It’s a tough time to buy single-family rentals. The average purchase price is currently very high, making investing more difficult—even though demand for rental housing is strong and the rents that tenants are willing to pay are rising.
“It’s fair to say we are near the top of the housing market in terms of prices,” says Daren Blomquist, senior vice president at ATTOM Data Solutions, a property data firm.
But investors are still finding attractive places to buy. They are looking for markets where home prices are still low enough and average rents are high enough to provide attractive yields. They also look for counties where average wages are rising and the number of young people is at least staying level or growing.
In 2016, more than a third of all home sales—35 percent—were to buyers who didn’t intend to live there themselves (the tax bill for the transaction went to another address), according to ATTOM. That likely means the buyers intend to rent out the property.
“That’s the highest [percentage] we’ve ever seen,” says Blomquist. Investors typically account for a smaller share of single-family home acquisitions—averaging roughly 28 percent.
So investors are still finding attractive deals, despite high prices. Some of the opportunities can be found in tech hubs, vacation destinations, rapidly growing markets and overflow areas, according to Steve Hovland, director of research with HomeUnion.
Institutional investors, cautious buyers
The largest owners of single-family rentals are buying relatively few new assets, even compared to the years before the housing crash. REITs like Invitation Homes and American Homes 4 Rent did not exist back then. These REITs have access to ready money, but with prices so high, they’ve backed off from acquisitions.
“They have shifted from acquisition mode to shoring up their business,” says Blomquist. “They are not selling properties at any scale.”

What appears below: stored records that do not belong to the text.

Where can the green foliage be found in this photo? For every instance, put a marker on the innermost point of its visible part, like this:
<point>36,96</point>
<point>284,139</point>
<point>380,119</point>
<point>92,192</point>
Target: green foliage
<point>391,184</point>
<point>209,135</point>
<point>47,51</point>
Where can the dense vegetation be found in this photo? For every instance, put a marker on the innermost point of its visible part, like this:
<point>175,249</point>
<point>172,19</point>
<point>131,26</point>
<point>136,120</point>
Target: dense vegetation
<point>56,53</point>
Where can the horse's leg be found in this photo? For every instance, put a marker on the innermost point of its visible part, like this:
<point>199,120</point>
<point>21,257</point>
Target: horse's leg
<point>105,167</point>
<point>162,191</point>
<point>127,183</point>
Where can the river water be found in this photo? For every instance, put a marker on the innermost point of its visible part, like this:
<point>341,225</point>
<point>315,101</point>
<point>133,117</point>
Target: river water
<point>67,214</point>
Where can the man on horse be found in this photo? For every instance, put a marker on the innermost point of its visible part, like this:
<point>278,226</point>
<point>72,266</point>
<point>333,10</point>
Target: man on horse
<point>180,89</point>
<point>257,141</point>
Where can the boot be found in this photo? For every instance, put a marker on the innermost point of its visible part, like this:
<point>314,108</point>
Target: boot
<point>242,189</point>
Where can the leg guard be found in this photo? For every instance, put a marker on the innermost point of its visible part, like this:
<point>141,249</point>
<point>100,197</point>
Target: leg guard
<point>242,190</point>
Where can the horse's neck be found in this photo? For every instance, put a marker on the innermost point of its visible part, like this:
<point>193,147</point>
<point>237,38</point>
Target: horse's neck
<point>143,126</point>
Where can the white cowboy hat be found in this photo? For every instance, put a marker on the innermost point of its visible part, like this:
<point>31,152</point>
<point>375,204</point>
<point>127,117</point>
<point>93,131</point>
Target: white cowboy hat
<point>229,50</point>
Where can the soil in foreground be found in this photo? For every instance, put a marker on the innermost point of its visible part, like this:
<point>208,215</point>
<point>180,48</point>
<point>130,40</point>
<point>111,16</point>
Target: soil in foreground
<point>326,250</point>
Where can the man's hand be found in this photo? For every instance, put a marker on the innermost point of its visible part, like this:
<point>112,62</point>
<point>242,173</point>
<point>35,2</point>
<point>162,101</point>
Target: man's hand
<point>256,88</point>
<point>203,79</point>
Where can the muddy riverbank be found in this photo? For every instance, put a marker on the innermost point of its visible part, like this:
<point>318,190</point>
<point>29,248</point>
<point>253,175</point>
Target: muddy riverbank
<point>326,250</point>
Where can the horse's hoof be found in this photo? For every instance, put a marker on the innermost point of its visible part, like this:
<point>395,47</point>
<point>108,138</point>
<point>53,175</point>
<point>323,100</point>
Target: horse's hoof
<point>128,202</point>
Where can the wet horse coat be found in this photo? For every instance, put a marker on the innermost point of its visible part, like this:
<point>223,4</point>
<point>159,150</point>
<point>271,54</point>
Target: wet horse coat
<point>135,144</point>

In 2016, just 3.1 percent of all home sales were to entities that bought 10 or more properties, according to ATTOM’s review of public records.

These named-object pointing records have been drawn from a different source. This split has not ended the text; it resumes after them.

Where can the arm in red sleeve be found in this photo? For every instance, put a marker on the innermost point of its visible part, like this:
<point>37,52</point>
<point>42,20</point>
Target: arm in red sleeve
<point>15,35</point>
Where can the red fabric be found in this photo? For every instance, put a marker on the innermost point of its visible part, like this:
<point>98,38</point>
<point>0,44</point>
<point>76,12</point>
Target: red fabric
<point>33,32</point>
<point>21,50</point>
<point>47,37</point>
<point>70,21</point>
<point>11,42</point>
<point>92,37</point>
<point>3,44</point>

Where the opportunities are
Nevertheless, investors can still find places were the home prices are low and the rents for houses are high.
“These are focused in the Rust Belt, along with the Southeast,” says Blomquist. “The primary reason for that is the lower price points in these markets compared to other parts of the country.”

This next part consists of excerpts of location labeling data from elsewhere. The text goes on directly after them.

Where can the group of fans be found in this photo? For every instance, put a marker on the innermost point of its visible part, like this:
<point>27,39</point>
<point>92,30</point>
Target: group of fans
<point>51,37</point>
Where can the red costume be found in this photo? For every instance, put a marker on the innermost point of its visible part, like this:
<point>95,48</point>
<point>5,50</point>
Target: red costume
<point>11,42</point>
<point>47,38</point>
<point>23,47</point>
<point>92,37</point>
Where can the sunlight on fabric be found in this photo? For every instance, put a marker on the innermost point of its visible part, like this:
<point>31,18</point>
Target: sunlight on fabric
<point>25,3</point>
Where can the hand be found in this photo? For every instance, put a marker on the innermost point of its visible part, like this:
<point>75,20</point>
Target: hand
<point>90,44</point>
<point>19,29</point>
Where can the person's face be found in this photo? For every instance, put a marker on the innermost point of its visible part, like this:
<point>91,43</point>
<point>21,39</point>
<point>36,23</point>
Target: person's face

In Clayton County, Ga., investors bought single-family rental houses at an average gross rental yield of 23.7 percent in the first quarter of 2017, according to ATTOM. That figure is based on a median sale price in the county of $70,000 and an average rent of $1,383 a month for a rental unit with three bedrooms, according to the Fair Market Rents set by the Department of Housing and Urban Development.
The best places to get yield today are far away from the markets where institutional investors bought thousands of properties earlier in the recovery. “The action has moved from markets like Phoenix and Las Vegas to secondary and tertiary markets,” says Blomquist.
But home prices are rising even in smaller markets. For example, in Cumberland County, N.J., for example, investors earned an average yield of 21 percent in the first quarter, based largely on a low median home price of $116,000. But that median home price is up 21 percent from $96,000 in 2016.
Strong fundamentals always important
Investors are likely to look for opportunities in places where the local economy is healthy. For example, Oswego County, N.Y. offered investors an average gross rental yield of 16.3 percent in the first quarter. Wages grew by 9.3 percent in Oswego in the third quarter of 2016 compared to the year before.
Investors should probably avoid markets that young people are leaving in significant numbers. In Oswego County, 18 percent of the population was made up of Millennials in 20145, holding steady with 2014 demographics.
More expensive homes need more rental income
Investors can also find opportunities in cities where home prices are more expensive. But they will need to rely on very high rents to make up for the price of buying the house.
For example, Sacramento, Calif. is still the most attractive market to invest in for single-family rentals, according to HomeUnion data. “Sacramento charged to the top of the list based on the nation’s second highest rent forecast,” notes Hovland.
HomeUnion also includes San Jose, Calif. on its list of the most attractive markets for investment. “Well-paying, high-tech jobs are driving the rents higher,” Hovland says. However, buyers must be careful not to pay more for a house than even rising rents can support.